We do understand that the Treaty is important for our allies. Therefore, I have talked to them about it. But they also understand that the U.S. is not going to simply put up with dangerous practices by Russia, which threaten them as well.
As a result, we had to take action based upon the trends that we are seeing. To ignore those trends could potentially be leading to a conflict in the future. We really want to avoid that.
Taking up a different topic, I would like to ask you about the U.S. position on the failed reappointments of the four OSCE leadership positions, including the Secretary General. Do you fear a leadership vacuum at the head of the OSCE?
The U.S. endorsed extending the terms of all four incumbent OSCE Heads of Institutions. This would best ensure leadership stability at the OSCE during the challenges of the COVID-19 pandemic. Unfortunately, as you know, consensus among all 57 States was not possible.

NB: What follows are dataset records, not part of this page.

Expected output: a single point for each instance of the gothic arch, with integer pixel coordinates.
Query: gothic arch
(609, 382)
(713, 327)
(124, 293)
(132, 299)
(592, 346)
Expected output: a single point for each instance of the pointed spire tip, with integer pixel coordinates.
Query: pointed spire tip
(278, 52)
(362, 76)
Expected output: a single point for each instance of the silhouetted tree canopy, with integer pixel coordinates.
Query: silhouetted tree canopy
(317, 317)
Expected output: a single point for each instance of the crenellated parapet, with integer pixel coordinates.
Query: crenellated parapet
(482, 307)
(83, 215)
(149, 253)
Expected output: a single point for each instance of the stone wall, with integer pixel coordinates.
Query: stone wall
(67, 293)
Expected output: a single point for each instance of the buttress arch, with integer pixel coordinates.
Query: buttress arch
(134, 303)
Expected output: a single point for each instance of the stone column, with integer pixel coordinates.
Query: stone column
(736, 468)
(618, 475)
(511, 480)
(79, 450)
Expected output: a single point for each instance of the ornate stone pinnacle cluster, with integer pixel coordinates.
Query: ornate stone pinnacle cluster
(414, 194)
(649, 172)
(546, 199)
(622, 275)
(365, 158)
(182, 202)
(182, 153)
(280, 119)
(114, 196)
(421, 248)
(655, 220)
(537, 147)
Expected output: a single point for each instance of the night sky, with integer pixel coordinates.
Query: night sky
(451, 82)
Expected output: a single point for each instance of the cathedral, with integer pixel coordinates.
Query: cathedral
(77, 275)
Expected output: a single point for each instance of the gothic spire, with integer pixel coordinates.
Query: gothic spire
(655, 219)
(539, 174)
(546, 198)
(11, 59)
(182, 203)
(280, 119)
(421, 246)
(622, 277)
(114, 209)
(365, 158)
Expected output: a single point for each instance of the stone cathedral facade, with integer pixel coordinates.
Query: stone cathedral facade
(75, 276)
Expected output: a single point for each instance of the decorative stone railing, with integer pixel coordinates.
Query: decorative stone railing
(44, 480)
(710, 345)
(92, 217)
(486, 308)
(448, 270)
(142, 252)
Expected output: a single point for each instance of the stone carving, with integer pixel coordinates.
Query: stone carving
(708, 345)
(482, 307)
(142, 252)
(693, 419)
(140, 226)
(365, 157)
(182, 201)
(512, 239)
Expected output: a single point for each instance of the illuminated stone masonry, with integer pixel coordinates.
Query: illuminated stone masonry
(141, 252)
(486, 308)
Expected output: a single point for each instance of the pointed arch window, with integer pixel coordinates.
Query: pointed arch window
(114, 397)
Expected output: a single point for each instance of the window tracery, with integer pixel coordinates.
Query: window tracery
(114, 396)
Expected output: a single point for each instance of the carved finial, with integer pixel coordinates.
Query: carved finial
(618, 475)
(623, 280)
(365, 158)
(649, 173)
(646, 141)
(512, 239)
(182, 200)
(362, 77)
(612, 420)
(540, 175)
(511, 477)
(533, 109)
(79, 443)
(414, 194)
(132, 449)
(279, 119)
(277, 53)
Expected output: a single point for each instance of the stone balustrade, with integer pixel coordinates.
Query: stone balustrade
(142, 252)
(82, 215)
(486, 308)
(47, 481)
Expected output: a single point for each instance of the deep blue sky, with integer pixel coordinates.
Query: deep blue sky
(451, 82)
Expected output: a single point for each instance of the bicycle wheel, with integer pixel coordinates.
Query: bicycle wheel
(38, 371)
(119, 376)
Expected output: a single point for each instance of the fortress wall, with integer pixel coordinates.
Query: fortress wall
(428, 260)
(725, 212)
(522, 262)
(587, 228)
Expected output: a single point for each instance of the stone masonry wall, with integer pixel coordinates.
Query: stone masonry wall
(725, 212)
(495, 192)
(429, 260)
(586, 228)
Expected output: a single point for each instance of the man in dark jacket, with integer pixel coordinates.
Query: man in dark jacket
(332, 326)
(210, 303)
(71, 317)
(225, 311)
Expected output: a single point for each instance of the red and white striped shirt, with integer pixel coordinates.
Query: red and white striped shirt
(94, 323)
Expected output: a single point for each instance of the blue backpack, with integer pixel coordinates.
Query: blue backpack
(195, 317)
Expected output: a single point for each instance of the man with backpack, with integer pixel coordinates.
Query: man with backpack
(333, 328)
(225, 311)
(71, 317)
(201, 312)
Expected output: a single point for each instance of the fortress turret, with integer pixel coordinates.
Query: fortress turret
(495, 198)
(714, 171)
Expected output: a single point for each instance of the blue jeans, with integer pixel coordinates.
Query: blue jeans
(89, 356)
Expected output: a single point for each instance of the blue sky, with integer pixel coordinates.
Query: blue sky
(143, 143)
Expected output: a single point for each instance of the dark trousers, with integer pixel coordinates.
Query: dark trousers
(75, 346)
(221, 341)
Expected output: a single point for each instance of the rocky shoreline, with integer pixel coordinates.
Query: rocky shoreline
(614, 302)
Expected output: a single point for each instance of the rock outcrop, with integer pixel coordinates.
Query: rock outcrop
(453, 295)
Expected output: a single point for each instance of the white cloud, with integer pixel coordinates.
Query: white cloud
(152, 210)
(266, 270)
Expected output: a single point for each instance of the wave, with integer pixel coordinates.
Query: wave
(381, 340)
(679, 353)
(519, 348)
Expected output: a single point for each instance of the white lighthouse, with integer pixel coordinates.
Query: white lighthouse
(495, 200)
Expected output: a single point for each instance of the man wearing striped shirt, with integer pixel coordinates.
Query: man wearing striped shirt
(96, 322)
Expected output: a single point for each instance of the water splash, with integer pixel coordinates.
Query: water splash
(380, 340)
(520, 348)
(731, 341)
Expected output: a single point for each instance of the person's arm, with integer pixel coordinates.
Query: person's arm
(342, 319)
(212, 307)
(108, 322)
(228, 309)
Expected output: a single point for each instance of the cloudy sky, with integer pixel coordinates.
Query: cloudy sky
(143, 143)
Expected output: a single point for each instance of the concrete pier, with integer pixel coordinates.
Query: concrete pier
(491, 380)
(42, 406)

The Albanian Chairmanship also tried to secure a temporary extension for all four leadership positions, just to keep them in office until after the OSCE Ministerial Council meeting, scheduled to take place in Tirana in December. Unfortunately, this effort also failed and the leadership had to step down at the end of their terms on July 18.
We look forward to supporting the Albanian Chair’s efforts to identify and appoint new qualified leaders who are committed to the principles of the Helsinki Final Act and who can work with States to address States’ security interests across the OSCE region.
While the U.S. would have preferred to renew, or extend the incumbents, and expressed no objections to any of the reappointments, we do not view the OSCE as being in any kind of crisis. The organization will continue. The OSCE Special Monitoring Mission to Ukraine will continue to monitor. The thirteen field missions will continue to operate. The OSCE Chairperson has issued a letter appointing Deputies to operate the four institutions with leadership vacancies. The Permanent Council will continue to meet. The diplomacy, program, and commitments of the OSCE will continue, pending new leadership selection.
As a final question, will the U.S. invite the OSCE to observe the U.S. Presidential election in November?
The U.S. has extended an invitation to ODIHR to observe the election. I personally flew to Texas to meet with election officials from across the U.S. to urge them to welcome the OSCE election observers. The U.S. has been a leading supporter of OSCE election observation efforts across the OSCE region and will continue to do so.